President Barack Obama's Kenyan roots and relatives
The President's patrilineal line is disparate and convoluted, it remains anchored in Kenya
Nairobi: President Barack Obama's family tree reaches from his father's tiny Kenyan village to the White House in a single generation.
The president's grandfather Hussein Onyango Obama was born in Kendu Bay, western Kenya, in 1895 (the family grave in the village of Kogelo says 1870).
Taking the name Hussein when he converted to Islam, he served as a porter in Britain's colonial-era King's African Rifles during World War I and as a cook for a British officer during World War II.
Obama's father, Barack Obama Senior, was born in 1936, to Hussein's second wife Akumu. Hussein's third wife, Sarah Onyango Obama, is Obama's oldest living relative, whom he calls "granny".
Barack Senior came of age during Kenya's independence and won a scholarship to study in Hawaii in 1959, where he met Obama's mother Ann Dunham.
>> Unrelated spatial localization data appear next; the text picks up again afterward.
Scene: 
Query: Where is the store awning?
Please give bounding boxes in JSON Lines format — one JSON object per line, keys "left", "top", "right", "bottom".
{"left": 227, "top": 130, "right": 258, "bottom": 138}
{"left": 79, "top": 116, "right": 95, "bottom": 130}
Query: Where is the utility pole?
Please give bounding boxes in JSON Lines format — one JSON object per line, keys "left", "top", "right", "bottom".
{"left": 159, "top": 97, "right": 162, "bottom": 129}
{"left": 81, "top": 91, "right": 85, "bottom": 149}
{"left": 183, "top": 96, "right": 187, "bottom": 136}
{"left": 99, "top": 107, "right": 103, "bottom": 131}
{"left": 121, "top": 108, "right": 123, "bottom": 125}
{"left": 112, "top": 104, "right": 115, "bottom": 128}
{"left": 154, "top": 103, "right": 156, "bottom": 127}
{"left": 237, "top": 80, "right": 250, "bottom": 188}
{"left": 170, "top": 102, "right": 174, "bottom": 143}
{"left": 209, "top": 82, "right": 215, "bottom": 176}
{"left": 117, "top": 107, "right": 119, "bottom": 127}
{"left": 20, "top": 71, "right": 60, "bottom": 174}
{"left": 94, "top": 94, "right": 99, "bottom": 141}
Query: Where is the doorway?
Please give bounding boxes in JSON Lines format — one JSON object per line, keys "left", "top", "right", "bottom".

The relationship did not last long and Obama, born in 1961, only got to know his estranged father when he was 10 years old and Barack Sr visited Hawaii for a month.
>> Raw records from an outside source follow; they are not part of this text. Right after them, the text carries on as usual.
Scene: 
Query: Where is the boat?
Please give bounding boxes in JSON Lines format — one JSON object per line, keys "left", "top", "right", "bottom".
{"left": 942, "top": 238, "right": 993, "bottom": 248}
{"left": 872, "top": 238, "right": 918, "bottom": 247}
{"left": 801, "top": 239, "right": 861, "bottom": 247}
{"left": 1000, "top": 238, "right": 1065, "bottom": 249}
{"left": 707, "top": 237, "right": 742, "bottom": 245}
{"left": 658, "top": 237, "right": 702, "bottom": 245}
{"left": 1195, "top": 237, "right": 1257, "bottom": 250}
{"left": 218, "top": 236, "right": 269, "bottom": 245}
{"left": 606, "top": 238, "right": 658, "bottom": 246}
His father had returned to Kenya in 1964, just months after Kenya gained independence in 1963.
During his time in the United States, Barack Sr had also met and later married, then divorced, Ruth Baker. They had two sons together. Barack Sr had his last-born son, George, in Kenya with a woman called Jael Otieno just months before his death in a Nairobi car crash in 1982.
The president's patrilineal line is disparate and convoluted, yet much of it remains anchored in Kenya.